Abstract

Index Chair
“The most powerful weapon is not the bomb. It is the truth”
–
ALWAYS THOUGHT IT one of the great ironies of the age that Andrei Sakharov, the father of the Russian hydrogen bomb, won the Nobel Peace Prize. Yet he deserved it for his lonely fight to give voice to the dissident movement in the USSR, when thousands of artists and writers had disappeared, their voices virtually unheard. Whilst the authorities could destroy the works of artists and writers, it was harder to silence the nation’s most garlanded physicist, winner of both the Stalin and Lenin Prizes, and one of the greatest assets of the Soviet military establishment. But they had to try.

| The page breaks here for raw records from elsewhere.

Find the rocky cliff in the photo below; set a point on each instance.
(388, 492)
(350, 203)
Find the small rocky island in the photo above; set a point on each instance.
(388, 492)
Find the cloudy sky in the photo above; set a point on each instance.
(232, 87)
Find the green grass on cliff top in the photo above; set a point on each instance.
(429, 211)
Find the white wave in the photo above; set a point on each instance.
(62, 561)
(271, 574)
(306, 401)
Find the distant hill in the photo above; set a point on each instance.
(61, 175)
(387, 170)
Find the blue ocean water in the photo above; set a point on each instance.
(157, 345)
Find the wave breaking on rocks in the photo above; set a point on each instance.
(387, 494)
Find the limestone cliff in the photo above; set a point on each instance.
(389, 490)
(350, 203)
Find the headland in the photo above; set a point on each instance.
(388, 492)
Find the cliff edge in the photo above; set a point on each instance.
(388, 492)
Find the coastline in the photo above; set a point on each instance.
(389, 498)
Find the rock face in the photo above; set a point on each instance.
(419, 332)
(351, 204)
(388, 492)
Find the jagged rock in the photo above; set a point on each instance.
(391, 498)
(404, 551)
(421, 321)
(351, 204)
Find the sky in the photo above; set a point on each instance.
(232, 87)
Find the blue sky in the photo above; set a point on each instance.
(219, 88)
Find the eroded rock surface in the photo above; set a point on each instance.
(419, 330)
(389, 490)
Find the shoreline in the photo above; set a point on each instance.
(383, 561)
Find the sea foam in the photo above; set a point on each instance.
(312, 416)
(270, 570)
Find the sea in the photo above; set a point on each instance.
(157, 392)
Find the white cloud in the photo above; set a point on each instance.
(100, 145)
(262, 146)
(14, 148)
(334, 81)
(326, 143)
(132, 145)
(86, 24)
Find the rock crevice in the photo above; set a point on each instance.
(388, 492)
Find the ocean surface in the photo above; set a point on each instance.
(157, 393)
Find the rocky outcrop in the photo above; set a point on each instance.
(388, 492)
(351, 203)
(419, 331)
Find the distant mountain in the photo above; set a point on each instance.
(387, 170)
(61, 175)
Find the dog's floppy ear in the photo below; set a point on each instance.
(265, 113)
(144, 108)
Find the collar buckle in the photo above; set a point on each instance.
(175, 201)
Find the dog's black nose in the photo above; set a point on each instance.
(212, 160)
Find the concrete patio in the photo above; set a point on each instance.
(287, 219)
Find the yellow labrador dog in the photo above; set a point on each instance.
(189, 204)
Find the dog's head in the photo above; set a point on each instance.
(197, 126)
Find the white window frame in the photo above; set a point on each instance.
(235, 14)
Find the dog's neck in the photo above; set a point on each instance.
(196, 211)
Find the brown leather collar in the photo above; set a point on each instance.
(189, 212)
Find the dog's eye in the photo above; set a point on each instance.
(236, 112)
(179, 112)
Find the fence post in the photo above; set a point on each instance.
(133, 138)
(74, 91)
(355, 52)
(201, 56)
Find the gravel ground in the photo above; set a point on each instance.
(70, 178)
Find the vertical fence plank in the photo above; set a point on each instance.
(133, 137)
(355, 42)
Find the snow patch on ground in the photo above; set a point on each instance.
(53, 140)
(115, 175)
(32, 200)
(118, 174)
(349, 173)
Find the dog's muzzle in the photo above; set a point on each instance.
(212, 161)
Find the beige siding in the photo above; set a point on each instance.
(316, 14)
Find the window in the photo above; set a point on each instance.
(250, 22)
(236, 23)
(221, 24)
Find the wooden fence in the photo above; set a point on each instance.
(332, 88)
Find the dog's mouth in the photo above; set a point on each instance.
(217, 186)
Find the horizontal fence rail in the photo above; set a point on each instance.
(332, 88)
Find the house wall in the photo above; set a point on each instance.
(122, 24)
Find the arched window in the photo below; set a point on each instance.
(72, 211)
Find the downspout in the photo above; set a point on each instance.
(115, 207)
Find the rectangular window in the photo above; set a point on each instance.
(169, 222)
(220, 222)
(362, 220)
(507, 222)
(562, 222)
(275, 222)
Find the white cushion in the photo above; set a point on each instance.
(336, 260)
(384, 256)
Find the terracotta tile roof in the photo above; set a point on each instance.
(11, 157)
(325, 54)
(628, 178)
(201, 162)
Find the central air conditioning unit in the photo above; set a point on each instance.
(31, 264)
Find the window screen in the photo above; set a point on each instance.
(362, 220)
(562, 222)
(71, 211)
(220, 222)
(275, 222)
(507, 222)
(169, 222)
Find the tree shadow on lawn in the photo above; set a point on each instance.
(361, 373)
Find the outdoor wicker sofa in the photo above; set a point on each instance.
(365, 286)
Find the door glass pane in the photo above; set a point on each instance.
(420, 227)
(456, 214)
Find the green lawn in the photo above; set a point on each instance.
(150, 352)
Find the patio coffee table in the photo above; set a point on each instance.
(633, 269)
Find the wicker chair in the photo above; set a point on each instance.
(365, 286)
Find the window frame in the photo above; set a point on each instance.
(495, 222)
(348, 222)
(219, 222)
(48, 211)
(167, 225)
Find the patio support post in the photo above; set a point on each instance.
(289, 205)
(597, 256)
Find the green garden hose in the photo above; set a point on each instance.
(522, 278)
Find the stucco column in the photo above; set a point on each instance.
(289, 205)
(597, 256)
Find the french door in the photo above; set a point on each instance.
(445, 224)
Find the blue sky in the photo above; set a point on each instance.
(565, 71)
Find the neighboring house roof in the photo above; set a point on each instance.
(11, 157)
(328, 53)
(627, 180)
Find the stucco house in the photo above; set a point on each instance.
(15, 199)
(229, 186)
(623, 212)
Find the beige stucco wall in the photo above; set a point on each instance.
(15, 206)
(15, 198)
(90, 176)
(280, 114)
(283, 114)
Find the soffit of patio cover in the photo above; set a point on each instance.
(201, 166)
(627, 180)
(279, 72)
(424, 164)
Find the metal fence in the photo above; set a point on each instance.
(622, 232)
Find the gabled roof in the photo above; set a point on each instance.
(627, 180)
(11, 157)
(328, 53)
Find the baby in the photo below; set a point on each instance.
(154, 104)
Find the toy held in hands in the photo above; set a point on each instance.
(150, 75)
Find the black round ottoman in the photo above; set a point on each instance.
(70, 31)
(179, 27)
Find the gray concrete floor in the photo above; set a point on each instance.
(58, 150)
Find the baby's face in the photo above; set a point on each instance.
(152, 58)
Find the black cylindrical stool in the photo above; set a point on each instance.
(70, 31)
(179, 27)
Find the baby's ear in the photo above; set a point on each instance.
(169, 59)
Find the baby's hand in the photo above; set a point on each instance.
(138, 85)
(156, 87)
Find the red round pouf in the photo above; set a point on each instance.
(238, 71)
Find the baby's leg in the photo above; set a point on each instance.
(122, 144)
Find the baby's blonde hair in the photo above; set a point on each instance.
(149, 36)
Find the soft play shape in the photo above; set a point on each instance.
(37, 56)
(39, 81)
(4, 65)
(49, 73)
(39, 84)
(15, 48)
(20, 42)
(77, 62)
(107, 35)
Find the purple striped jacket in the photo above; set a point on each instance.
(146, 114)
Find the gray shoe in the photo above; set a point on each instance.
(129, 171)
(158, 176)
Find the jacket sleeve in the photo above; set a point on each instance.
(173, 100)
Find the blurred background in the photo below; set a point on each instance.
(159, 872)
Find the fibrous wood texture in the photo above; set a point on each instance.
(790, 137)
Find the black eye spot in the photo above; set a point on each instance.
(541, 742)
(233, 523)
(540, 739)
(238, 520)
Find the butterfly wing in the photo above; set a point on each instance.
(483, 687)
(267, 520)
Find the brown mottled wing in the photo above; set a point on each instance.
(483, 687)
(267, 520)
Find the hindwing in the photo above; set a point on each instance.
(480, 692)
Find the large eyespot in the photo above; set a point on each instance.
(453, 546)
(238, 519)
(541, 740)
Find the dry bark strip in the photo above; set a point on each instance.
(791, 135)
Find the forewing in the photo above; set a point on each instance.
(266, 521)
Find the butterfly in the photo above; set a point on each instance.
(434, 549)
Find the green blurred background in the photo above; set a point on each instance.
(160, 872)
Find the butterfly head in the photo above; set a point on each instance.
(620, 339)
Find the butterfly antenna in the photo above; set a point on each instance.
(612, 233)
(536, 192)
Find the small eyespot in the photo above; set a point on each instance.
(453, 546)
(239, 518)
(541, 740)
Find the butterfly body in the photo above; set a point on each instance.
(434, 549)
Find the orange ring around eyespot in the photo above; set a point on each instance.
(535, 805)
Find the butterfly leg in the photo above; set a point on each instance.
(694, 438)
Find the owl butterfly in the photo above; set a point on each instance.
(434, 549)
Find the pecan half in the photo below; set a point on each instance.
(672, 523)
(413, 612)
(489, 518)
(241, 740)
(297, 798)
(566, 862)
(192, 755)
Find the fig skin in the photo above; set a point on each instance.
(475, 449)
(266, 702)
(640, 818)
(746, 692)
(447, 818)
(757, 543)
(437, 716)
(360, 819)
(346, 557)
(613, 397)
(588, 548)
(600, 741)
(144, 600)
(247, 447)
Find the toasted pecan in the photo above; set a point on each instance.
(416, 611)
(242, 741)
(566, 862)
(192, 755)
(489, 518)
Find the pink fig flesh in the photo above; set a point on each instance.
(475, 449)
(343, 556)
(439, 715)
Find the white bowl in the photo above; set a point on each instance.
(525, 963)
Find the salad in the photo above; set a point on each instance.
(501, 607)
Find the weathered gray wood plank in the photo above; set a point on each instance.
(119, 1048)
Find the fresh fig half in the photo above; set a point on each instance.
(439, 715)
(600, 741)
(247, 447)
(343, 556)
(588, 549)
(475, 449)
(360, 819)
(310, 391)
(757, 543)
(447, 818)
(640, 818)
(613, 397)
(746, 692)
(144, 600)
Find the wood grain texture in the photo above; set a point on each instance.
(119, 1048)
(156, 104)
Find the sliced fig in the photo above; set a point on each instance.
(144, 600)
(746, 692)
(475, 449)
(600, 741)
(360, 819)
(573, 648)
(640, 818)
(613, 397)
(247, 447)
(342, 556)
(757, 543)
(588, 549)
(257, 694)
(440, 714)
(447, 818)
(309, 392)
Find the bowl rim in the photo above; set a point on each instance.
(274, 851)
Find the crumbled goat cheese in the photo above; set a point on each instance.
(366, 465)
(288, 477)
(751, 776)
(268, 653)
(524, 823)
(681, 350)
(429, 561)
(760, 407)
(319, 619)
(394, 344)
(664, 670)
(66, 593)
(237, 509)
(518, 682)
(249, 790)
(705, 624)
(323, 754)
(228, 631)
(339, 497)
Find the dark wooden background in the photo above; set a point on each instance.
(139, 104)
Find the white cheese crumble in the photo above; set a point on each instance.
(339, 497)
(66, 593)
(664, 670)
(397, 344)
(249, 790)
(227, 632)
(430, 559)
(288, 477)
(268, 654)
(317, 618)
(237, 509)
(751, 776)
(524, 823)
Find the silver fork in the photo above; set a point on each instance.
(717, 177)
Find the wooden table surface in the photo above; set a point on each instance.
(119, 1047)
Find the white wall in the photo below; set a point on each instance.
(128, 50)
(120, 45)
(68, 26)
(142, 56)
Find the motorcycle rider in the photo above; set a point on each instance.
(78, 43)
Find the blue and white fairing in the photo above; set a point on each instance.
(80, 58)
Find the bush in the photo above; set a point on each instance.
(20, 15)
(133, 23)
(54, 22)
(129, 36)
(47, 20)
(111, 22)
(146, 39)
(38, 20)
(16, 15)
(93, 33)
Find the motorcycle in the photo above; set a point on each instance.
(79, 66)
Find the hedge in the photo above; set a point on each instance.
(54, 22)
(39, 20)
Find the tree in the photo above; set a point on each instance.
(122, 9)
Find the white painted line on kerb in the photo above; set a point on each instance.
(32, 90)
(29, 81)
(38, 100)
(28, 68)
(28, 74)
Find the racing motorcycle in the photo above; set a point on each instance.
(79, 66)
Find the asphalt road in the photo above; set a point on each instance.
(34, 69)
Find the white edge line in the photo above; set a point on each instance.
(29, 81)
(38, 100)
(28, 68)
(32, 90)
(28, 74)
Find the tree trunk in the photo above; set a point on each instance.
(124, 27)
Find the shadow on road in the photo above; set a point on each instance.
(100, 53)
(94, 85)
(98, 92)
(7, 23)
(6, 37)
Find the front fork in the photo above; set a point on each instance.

Just three years before our first appeal was launched in the pages of the Times Literary Supplement, the great physicist had published a stunning cri de coeur calling for creative and intellectual freedom everywhere. His advocacy made him a cause celebre to young scientists like myself. It also guaranteed his eclipse by the Soviet authorities. Within a decade of the launch of Index, even he had been locked out of his laboratories and denounced by official scholarly bodies. He was eventually exiled to Gorky, a closed city, where authorities hoped he’d be forgotten.
His example taught me lessons that still, in my view, inform the work of Index. First, that no-one, however distinguished and revered, is safe from persecution. If Sakharov could be muted, so could anyone if the authorities were determined. Second, that in the mind of authoritarians, truth is the most dangerous enemy. Third, freedom dies every time someone opts for silence in the hope that it will protect them from repression. And last, that tyranny never really gives up its assault on truth – it simply changes its flag and its anthem.
No one should have to be a hero in order to point out that everyday reality is separate from authoritarian fantasy. But for the past 50 years that is exactly what the many individuals have been struggling to do through their writings, art, satire and journalism. Index on Censorship, operating in the relative freedom of the West, has amplified their voices to the world – sometimes starting with nothing more than a conspiratorial whisper or a smuggled verse.
Written after leaving prison in 1983, the banned Czech playwright Václav Havel’s Mistake responded to Samuel Beckett’s Catastrophe; both appeared in our magazine. In 1989 we published the Hunger Strike Declaration by leaders of the Tiananmen Square protests. In 2002, the journalist Anna Politkovskaya gave us one of the first investigations of the Russian war in Chechnya. She was assassinated four years later. All of these stories gained global prominence.
But Index has never lost sight of the people whose stories are not worldwide news. For those who lose the right to speak, silence is total. The fact that someone, somewhere noticed made a difference. The disappearance of the Shah’s opponents in the 1970s would have gone unremarked by many who entertained his generals both in London and in Tehran if it were not for Index’s reports of their torture and disappearance. The arrests of journalists in the Maldives may not lead the headlines in London, but our coverage is no less important for those who are locked up or locked out. To the media organisation promoting LGBTQ rights in Uganda, or the radio station taking on drug cartels in Latin America, the fact that their struggle is not conducted in total darkness can make the difference between life and death.
The best thing would be for Index to have no reason to exist. But based on what we’ve learned over the past 50 years we have no plan for that eventuality. We know that those who have no answer to a question will still do their best to prevent it being asked. Those who cannot persuade others will still try to intimidate them. And those who find a diversity of views inconvenient will attempt to obliterate every version of the truth but their own. That is why Index has been here for half a century and why it won’t stop being needed any time soon.